NFC-F Dominant Scenarios
- Japanese transit: Suica (JR East), PASMO (Tokyo Metro), Icoca (JR West), and all 10 interoperable Japanese IC transit systems run on FeliCa. ~80 million Suica cards in circulation as of 2024.
- Japanese mobile payment (Osaifu-Keitai): Android handsets in Japan implement FeliCa Secure Element for mobile transit and payment, marketed as Osaifu-Keitai ("mobile wallet"). Available since 2004 on NTT Docomo devices.
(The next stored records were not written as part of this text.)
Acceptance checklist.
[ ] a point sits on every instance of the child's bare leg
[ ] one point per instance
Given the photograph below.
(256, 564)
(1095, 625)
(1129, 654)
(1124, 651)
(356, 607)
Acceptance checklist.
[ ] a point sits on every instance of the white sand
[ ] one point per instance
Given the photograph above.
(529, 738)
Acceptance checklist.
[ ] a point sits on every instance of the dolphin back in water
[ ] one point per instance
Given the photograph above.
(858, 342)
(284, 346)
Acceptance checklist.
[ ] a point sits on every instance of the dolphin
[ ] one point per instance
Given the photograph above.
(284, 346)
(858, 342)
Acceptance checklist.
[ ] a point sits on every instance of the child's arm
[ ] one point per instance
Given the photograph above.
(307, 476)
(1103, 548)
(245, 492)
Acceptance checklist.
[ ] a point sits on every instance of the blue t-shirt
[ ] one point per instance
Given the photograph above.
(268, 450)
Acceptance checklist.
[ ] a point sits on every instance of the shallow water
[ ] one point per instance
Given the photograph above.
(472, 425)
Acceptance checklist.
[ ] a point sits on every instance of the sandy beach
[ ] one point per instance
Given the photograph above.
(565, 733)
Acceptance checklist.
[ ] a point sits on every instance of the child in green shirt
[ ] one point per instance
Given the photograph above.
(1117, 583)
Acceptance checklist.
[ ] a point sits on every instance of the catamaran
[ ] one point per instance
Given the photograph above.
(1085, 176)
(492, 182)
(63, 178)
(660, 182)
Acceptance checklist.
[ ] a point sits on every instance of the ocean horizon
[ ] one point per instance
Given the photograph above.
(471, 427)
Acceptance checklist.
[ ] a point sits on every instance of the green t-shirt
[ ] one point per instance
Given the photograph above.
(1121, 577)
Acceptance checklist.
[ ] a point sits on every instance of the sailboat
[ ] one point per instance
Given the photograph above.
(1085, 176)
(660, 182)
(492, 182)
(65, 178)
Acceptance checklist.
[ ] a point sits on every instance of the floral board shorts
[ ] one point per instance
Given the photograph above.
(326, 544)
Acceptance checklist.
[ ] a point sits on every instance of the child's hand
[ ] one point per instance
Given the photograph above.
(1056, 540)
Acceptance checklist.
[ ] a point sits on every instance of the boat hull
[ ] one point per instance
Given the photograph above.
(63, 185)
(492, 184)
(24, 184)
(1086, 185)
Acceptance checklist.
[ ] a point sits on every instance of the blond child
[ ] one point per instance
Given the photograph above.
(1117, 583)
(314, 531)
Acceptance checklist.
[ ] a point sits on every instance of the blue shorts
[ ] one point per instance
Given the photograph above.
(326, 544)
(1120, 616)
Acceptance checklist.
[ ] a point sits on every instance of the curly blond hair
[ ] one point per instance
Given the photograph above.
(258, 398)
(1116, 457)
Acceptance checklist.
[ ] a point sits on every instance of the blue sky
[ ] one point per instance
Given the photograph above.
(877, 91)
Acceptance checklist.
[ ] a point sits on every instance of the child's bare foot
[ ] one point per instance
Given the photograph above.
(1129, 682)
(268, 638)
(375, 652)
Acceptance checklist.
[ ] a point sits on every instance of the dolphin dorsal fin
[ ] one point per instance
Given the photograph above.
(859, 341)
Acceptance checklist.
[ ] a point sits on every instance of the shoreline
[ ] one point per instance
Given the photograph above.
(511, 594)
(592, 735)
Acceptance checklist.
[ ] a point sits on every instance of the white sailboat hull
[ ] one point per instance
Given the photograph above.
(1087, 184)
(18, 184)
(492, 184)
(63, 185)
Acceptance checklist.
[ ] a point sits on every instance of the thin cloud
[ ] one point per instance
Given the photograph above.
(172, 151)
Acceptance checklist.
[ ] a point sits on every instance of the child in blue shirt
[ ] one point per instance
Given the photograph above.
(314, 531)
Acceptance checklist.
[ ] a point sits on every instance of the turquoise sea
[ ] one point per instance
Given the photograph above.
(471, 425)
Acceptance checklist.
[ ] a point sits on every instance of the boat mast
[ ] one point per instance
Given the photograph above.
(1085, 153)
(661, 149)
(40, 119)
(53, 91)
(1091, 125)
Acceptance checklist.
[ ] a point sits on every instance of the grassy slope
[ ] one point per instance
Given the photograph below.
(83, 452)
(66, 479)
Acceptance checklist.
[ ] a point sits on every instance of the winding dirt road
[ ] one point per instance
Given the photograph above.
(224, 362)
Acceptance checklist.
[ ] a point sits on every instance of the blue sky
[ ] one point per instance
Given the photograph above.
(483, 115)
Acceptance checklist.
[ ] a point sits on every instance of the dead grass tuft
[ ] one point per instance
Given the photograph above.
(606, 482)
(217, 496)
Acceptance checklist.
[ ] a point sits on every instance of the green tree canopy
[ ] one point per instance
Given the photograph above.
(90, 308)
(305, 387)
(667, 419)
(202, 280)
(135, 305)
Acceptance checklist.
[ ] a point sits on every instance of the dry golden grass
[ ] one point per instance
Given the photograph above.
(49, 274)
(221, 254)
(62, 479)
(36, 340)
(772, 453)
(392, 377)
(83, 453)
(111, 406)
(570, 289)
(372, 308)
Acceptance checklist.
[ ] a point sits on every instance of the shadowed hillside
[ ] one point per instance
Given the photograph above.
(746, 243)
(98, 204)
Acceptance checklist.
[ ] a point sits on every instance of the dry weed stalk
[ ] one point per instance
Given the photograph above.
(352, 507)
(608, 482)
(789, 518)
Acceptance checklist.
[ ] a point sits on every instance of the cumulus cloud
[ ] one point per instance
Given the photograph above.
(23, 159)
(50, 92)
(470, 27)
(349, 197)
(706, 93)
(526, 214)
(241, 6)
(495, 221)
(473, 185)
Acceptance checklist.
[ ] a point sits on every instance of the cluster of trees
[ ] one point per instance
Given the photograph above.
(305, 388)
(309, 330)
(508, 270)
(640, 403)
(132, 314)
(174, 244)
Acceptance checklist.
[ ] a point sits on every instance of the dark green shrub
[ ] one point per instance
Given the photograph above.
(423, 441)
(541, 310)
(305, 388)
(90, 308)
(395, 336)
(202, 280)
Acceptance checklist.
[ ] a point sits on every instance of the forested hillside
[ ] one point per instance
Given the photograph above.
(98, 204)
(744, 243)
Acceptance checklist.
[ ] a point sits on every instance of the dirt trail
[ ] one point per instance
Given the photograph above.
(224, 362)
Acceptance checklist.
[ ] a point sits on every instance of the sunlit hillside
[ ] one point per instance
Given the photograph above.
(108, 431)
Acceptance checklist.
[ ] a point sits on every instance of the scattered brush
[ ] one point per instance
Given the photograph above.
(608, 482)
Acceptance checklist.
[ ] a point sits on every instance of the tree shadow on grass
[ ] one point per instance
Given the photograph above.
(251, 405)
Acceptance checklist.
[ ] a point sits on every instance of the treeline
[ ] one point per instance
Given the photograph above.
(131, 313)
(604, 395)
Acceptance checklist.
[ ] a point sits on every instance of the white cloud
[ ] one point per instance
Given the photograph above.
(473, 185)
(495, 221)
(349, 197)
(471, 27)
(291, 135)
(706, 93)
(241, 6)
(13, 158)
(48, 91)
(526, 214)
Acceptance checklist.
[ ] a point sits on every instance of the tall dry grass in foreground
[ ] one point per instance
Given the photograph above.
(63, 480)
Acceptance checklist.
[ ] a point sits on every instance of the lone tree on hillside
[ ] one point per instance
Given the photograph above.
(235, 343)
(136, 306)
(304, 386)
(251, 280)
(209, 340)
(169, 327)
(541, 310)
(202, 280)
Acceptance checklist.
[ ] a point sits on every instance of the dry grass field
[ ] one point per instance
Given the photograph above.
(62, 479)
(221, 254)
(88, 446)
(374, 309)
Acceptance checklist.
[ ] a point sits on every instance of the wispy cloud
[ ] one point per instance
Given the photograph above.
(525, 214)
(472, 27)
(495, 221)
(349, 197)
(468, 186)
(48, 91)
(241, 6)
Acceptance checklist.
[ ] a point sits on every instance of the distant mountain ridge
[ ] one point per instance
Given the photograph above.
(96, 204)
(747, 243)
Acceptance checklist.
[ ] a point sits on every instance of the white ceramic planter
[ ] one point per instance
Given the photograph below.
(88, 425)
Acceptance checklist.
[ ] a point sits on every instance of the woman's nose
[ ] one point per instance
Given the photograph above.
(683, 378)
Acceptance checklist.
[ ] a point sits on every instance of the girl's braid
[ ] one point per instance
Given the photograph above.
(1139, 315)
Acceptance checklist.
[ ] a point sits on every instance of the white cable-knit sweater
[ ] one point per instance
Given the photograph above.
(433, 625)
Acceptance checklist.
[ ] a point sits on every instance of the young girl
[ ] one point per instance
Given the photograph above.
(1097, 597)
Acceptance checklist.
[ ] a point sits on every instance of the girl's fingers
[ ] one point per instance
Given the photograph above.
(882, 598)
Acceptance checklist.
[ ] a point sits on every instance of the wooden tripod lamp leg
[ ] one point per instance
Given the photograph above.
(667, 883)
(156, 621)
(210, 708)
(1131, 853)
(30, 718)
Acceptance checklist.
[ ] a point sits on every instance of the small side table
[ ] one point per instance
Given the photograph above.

- Apple Pay Suica: Apple implemented FeliCa support in the iPhone 8 and later (Japanese models) specifically to enable Apple Pay Suica — a significant engineering investment reflecting FeliCa's market importance.
- Electronic money (e-money): Edy (Rakuten Pay), nanaco (Seven-Eleven), and WAON (AEON) are Japanese e-money systems built on FeliCa chips.
- Student ID and corporate access in Japan: Some Japanese universities and corporations use FeliCa-based credentials for building access and cafeteria payments.
When to Choose Each
Choose NFC-A when:
- The deployment is outside Japan and East Asia
- EMV contactless paymentcontactless paymentNFC tap-to-pay via phones, cards, or wearables (EMV)View full → is part of the system
- NFC Forum certified NDEF tags (NTAG, MIFARE Ultralight) are required
- AES-128 security (NTAG 424 DNA, MIFARE DESFire EV3) is specified
- Maximum global smartphone read compatibility is required
Choose NFC-F when:
- The deployment is in Japan or integrating with Japanese transit infrastructure
- Osaifu-Keitai or Japanese e-money interoperability is required
- You are developing for the Japanese market where FeliCa handsets are dominant
- Integration with JR East Suica, Tokyo Metro PASMO, or other Japanese IC card networks
Conclusion
NFC-A and NFC-F represent the global vs Japanese NFC ecosystem divide. NFC-A dominates everywhere outside Japan and East Asia, backed by the MIFARE, NTAG, and EMV ecosystems. NFC-F owns Japan's transit and mobile payment infrastructure — a 20+ year lead embodied in 80 million+ Suica cards and the Osaifu-Keitai platform. Both are supported by modern NFC controllers in smartphones worldwide, meaning reading NFC-F tags is universally possible — but building NFC-F card applications requires FeliCa licensing from Sony and ecosystem integration unavailable outside Japan's infrastructure.
Recommendation
Use NFC-A for global deployments with maximum compatibility; NFC-F when targeting Japan or requiring the fastest transit transaction speeds.